Peter
Sisseck, founder of one of Spain’s most sought after wines, is trialing a natural wine project at Dominio de Pingus in Ribera del Duero. “I want to get
my head around the natural wine thing. I’ve been in talks with Marcel Lapierre
in Beaujolais and some of the good natural wines guys – it’s not all bullshit,”

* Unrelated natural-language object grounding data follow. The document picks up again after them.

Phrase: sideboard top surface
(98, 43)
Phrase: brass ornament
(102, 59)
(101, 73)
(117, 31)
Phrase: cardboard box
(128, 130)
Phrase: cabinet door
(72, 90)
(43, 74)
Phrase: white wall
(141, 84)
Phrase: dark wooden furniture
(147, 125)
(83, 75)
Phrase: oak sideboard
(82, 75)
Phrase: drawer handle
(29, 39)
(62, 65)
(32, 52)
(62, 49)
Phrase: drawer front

he told the drinks business. Sisseck
is experimenting with making a version of Pingus with no sulphur, but is
concerned that this will hamper the wine’s ability to age.
“I
want to make wines that can age and it’s very hard to do so with no sulphur. Despite
never using much in Pingus, a little sulphur is essential,” he said. Having
studied biodynamics at the Rudolf Steiner School in Basel, Sisseck is keen to
take things a step further. “The idea of natural wine is interesting. The best
ones have lovely purity when they’re young, but they are extremely
fragile. Any terroir expression the wines may have can be erased by bret and
oxidation,” he said.
The
Dane is keen to stress that his natural wine will be treated as a standalone
project: “Pingus isn’t about to go natural. I want to see what I can learn,” he
said. Pingus
has been biodynamic since 2000 and second wine Flor de Pingus since 2005. Sisseck
admits that in his single-minded approach in only working with Tinto Fino (the
Ribera del Duero equivalent of Tempranillo), he “may have gone too far.”
To
redress the balance, he’s started working with small parcels of native white
varieties planted in the two Pingus vineyards, and is experimenting
with adding small amounts of white into the Pingus blend. Having been “very spoilt” with Parker points in the past, Sisseck believes the appointment
of Neal Martin as The Wine Advocate’s
new Spain critic after Jay Miller’s departure post “Jumilla-gate” will be a
“tremendous help” for Spain.
“Jay
favoured things in Spanish wine I’m trying to avoid. He liked very big, inky,
in your face, ‘show me the money’ wines. Neal is more into the historical
background of the vineyards and will hopefully give more focus to Spain’s terroir
message, which has got lost,” he said.